To start, I’ve been Catholic since I was born, so 18 years. And for those 18 years, I’ve gone to mass every Sunday. But something just isn’t right to me… As I read more into scripture and about the early church, it just seems there is a huge gap between what it was like then and now.
A lot of my friends are Protestant and go to non-denominational churches with bands, flashing lights, and pastors that are awesome at preaching the word. I leave these places and I feel so energized and ready to be a good follower of Jesus, but I feel the opposite when I leave mass. Maybe it’s just my parish, but everyone seems like they’re there because they have to be, and don’t really believe what they’re hearing at all. I just don’t feel that awesome ENERGY that I spiritually thrive on!
So I’m at a crossroads. I know the Catholic Church was original and I want to keep going, but these more modern churches just motivate me so much. Does anyone else have this problem? Do I just go to both?
Hey, I’m 20, a convert. I was baptized and confirmed when I was 17, and my conversion began due to some intellectual arguments made by a good friend of mine that I just couldn’t logically refute. The number one thing that
made me convert, in the end, was
authority, specifically that of the Papacy. I simply could not accept some silly mythology made up in the last millennium by some people in the middle part of Europe about this magnificent thing, called Catholicism, any longer.
When I was a Protestant before, I had no ill will to my faith (if you can call it that), but my experience of religion in general was… antiseptic, suburban, and boring. You see, I attended a rather large megachurch-type Baptist church somewhere in the Great Lakes region, and the thing is, the very things you are talking about is what I was, honestly, kind of disgusted by. Bands, flashing lights, and “pastors that are awesome at preaching the word” make me recoil. It’s kind of like I am temperamentally allergic to that kind of stuff, because I necessarily perceive it as fake and grabby. I can become extremely uncharitable, to say the least, if I am made to put up with that.
Now, the people themselves, I had and continue to have no complaints about. But it was the content of the belief and the manner in which it was communicated–gimmicky, commercialized goofiness–that left me wanting.
My grandmother, a German immigrant, was/is Catholic, so I always had that in the back of my mind, and Catholicism to me in general was this sort of mysterious, fair city in the mists that always interested me. The idea of there being an “original Church” was extremely fascinating to me and it was a delicious thing to savor in my mind. So when this friend of mine who I mentioned earlier began talking to me, I had a way, and a prompting, to begin to research Catholicism in earnest. With hindsight, I can thank God for my friend inadvertently evangelizing me.
You might say I was already intellectually converted by the time I began my research, and the research and the RCIA process was simply a formality.
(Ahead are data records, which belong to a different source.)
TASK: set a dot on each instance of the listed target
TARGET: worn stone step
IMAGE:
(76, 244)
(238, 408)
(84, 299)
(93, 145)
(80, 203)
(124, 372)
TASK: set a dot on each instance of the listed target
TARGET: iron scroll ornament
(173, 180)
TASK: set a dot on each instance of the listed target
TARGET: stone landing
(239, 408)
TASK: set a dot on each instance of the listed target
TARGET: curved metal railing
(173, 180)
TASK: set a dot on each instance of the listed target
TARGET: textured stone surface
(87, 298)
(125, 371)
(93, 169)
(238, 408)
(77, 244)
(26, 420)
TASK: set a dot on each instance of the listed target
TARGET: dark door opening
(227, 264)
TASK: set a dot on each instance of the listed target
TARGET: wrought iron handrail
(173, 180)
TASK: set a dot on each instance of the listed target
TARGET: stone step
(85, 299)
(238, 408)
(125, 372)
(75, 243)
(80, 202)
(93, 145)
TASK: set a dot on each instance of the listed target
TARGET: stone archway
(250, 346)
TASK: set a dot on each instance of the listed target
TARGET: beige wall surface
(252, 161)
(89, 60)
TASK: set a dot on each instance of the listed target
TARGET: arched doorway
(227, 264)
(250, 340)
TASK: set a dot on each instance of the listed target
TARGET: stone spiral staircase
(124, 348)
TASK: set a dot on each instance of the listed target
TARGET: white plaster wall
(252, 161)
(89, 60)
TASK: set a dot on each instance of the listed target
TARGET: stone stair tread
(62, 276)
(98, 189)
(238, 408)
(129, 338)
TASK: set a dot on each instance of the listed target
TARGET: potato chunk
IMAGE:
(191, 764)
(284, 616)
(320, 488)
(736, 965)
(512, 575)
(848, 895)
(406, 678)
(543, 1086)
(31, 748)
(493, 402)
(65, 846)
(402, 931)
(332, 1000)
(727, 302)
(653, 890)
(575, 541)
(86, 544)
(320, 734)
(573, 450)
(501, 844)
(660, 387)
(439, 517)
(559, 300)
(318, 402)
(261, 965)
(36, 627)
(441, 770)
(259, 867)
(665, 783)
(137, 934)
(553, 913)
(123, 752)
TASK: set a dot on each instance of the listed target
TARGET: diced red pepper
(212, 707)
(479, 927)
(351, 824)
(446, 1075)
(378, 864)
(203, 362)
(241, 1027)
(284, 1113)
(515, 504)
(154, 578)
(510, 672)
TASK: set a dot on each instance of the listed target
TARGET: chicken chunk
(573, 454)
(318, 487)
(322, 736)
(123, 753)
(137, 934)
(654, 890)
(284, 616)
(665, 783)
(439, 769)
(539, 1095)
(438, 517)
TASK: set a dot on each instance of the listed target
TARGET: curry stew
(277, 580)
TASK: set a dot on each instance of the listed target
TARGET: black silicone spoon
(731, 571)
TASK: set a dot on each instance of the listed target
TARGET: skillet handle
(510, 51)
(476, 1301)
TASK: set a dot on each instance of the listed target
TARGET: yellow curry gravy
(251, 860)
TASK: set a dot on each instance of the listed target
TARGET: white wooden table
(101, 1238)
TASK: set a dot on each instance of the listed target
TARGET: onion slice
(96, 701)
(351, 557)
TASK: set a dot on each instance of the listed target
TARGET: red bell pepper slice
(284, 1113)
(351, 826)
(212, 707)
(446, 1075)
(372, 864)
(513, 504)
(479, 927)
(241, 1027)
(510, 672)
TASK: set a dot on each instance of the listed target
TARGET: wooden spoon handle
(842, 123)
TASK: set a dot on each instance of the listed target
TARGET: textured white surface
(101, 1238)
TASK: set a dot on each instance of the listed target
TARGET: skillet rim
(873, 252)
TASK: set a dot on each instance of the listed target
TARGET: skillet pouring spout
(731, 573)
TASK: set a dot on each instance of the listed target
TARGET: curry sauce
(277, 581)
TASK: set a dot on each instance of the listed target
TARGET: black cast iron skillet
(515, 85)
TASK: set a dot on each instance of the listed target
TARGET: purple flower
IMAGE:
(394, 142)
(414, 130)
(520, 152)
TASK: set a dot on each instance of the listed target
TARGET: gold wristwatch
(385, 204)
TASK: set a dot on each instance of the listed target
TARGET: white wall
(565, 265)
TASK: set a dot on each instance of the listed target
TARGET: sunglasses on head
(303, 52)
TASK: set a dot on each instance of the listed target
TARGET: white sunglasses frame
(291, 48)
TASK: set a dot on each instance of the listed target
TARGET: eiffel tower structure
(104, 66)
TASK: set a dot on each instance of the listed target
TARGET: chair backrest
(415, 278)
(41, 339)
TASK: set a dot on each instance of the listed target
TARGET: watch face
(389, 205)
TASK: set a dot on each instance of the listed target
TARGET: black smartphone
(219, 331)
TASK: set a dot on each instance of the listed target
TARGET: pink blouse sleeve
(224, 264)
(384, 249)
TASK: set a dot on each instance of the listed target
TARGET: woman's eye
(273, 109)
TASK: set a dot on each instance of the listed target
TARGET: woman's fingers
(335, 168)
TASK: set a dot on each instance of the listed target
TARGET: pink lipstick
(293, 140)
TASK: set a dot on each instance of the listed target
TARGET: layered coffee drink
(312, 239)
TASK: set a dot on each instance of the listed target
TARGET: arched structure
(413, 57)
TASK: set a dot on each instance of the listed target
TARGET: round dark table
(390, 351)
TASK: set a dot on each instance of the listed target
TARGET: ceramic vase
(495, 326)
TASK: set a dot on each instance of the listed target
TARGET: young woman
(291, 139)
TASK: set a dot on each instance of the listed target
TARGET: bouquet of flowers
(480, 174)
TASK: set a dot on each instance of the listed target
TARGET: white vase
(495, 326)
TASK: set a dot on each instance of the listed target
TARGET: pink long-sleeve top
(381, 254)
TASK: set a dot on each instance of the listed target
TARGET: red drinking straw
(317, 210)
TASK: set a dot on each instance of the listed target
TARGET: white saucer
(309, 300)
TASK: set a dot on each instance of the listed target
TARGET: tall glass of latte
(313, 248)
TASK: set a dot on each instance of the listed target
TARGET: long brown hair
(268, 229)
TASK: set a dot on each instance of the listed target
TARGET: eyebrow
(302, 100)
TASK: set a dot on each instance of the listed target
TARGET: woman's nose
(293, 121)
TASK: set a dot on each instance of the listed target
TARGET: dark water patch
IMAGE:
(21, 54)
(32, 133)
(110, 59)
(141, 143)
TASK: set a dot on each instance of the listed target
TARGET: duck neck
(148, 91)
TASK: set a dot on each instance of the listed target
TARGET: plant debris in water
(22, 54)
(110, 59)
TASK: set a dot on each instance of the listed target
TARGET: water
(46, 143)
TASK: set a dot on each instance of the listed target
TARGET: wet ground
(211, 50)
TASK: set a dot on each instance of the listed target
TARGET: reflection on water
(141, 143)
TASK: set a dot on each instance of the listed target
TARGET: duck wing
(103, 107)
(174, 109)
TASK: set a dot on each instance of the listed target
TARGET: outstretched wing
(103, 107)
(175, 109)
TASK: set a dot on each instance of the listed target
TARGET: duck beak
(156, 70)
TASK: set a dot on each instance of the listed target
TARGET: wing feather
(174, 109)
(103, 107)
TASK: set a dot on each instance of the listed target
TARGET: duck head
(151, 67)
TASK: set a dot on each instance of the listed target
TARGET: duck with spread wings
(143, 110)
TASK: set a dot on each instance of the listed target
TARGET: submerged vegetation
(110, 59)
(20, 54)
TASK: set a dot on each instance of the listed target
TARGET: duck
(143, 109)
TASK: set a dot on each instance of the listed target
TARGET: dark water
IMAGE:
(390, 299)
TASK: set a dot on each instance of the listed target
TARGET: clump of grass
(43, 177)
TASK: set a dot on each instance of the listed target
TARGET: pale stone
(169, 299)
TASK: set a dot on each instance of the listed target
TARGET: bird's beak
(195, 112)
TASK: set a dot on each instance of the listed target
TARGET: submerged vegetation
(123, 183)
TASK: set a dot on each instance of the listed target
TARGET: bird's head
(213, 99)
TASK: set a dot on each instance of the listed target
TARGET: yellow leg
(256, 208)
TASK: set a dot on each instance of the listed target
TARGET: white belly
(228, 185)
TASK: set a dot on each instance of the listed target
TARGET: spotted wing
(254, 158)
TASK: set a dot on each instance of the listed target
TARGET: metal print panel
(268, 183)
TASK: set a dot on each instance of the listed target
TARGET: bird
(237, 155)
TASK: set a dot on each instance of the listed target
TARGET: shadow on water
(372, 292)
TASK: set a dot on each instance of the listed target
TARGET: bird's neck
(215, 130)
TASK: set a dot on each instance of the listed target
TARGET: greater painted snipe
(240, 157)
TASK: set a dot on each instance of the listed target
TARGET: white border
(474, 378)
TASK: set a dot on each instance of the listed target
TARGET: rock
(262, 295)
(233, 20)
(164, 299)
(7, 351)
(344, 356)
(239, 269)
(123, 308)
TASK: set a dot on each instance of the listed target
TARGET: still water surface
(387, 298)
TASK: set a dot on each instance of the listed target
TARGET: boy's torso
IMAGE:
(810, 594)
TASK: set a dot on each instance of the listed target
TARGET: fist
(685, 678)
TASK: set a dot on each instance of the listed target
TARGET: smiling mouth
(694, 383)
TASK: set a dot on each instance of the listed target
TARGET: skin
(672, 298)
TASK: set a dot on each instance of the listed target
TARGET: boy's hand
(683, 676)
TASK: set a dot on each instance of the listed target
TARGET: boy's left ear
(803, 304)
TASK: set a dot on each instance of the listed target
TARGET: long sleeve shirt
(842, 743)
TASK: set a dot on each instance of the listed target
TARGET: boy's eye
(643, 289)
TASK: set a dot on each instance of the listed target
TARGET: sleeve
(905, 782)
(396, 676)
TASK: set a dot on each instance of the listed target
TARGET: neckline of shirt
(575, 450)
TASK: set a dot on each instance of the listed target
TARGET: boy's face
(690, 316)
I guess the biggest thing you have to grapple with is, are these churches legitimate? I can state unequivocally that they are not. They have no authority, no legitimate history, no Sacraments, usually a very flawed interpretation of Scripture, absolutely no Tradition to speak of, and no claim to being anything except a community of self-starting, ultimately misguided, historical accidents that were never intended by Christ. You and I are clearly quite opposite in temperament, and I guess that’s fine. Anyway, you might want to do some good research on the early Church. You know, “non-denominational” communities weren’t even there.
Now, I have my own gripes about the Church. But for me it would simply be unthinkable to extend these to heresy or apostasy. I would be a traitor of God.
I don’t look for an experience, as such, when I go to church. I want things to be truly beautiful, but I don’t want or expect that it be like a movie theater or a theme park ride. I can go elsewhere for that.